# Combinatorics group question?

1. Sep 16, 2013

### Gridvvk

Let's say you have a group of 22 people, which you would like to break into 5 different groups -- 3 groups of 4 and 2 groups of 5. How many distinct ways can you form such groups?

I don't want to double count groups. Let's say I number the people from A - V. The group ABCDE and ACDBE should be considered the same group since they have the same elements.

I imagine the numerator is
[(22 choose 4)(18 choose 4)(14 choose 4)(10 choose 5)(5 choose 5) ]

I'm not sure what to divide by to get rid of counting extras.

2. Sep 17, 2013

### MrAnchovy

Order the 5 bins, and order each position in each bin; there are then clearly 22! permutations. The items in the first 3 bins can be ordered 4! different ways and the items in the last 2 bins can be ordered 5! different ways, so there are a total of 4!4!4!5!5! orderings within bins.

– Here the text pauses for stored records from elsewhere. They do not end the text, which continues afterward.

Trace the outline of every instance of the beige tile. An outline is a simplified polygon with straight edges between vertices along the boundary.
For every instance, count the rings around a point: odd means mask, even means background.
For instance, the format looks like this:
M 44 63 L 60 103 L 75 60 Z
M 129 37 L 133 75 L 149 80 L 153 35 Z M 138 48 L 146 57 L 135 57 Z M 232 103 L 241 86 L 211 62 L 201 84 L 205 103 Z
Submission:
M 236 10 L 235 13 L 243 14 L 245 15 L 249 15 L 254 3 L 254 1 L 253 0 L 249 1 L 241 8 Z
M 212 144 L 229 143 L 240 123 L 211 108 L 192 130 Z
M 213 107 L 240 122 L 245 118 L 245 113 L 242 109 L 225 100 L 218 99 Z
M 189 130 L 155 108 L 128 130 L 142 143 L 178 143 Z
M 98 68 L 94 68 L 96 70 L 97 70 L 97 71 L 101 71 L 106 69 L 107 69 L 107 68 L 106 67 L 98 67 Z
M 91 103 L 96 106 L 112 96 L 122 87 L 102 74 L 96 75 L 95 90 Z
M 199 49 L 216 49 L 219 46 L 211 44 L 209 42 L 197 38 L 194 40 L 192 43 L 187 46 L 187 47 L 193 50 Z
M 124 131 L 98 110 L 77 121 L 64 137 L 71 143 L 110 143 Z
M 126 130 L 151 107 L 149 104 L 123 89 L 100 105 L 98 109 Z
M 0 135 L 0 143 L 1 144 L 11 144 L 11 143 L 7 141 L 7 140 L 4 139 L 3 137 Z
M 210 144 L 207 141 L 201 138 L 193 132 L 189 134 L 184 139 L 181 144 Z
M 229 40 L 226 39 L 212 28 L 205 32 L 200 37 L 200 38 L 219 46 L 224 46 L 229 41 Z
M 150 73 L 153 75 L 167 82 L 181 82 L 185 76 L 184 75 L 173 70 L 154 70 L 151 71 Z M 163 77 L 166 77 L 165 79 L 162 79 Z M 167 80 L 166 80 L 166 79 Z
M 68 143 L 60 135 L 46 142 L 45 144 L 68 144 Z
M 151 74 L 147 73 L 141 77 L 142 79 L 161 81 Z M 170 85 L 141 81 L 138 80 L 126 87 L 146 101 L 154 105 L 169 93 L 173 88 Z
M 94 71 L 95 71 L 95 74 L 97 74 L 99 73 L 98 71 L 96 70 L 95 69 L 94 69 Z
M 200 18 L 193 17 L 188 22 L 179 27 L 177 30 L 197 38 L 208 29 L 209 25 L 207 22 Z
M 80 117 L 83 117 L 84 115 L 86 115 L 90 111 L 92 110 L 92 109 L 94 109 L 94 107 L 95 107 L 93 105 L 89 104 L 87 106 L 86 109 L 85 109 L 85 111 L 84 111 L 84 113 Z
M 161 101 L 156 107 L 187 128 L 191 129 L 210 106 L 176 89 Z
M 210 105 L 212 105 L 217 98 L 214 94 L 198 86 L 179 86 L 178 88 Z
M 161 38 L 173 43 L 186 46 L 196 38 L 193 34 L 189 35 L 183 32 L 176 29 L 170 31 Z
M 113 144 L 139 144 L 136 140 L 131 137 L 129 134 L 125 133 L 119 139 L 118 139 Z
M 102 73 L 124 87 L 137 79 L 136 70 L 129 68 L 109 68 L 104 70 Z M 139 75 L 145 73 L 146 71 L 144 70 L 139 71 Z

It is not clear whether {ABCD, EFGH, ...} and {EFGH, ABCD, ...} are to be considered the same: if so, you need to reduce further by a factor of 3!2!.

Last edited: Sep 17, 2013
3. Sep 17, 2013

### MrAnchovy

Observe that the familiar forumula for combinations $\frac{n!}{k!(n-k)!}$ is derived in the same way where there are n objects and 2 bins containing k and n-k objects respectively, but when we use this we are not generally interested in the contents of the second bin.

4. Sep 17, 2013

### Gridvvk

Thank you. I wanted combinations not permutations though. So my first term would be [(22 choose 4)(18 choose 4)(14 choose 4)(10 choose 5)(5 choose 5) ]. If I understand correctly, then the inner ordering within the groups is already taken care of by the combination formula (dividing by k!). I did want to consider {ABCD, EFGH, ...} and {EFGH, ABCD, ...} to be the same, so I would divide by a factor of 3! 2! because I have 3 groups of size 4 and 2 groups of size 5. The 3! and 2! term are coming from the number of groups, not the sizes.

So the question:
How many ways to divide group of 22 people into 3 groups of 4 people and 2 groups of 5 people?

[(22 choose 4)(18 choose 4)(14 choose 4)(10 choose 5)(5 choose 5) ] / (3! * 2!) =
470531961900.

5. Sep 18, 2013

### MrAnchovy

I have given you combinations, we get the same answer.

Note that a number of terms can be cancelled from the expression you gave to arrive at the expression I gave: $$\frac{22!}{4!18!}.\frac{18!}{4!14!}.\frac{14!}{4!10!}.\frac{10!}{5!5!}.\frac{5!}{5!0!}.\frac{1}{3!2!} = \frac{22!}{4!^35!^2}.\frac{1}{3!2!}$$

6. Sep 18, 2013

### Gridvvk

Right, that eases the computation. Thanks a lot for the help!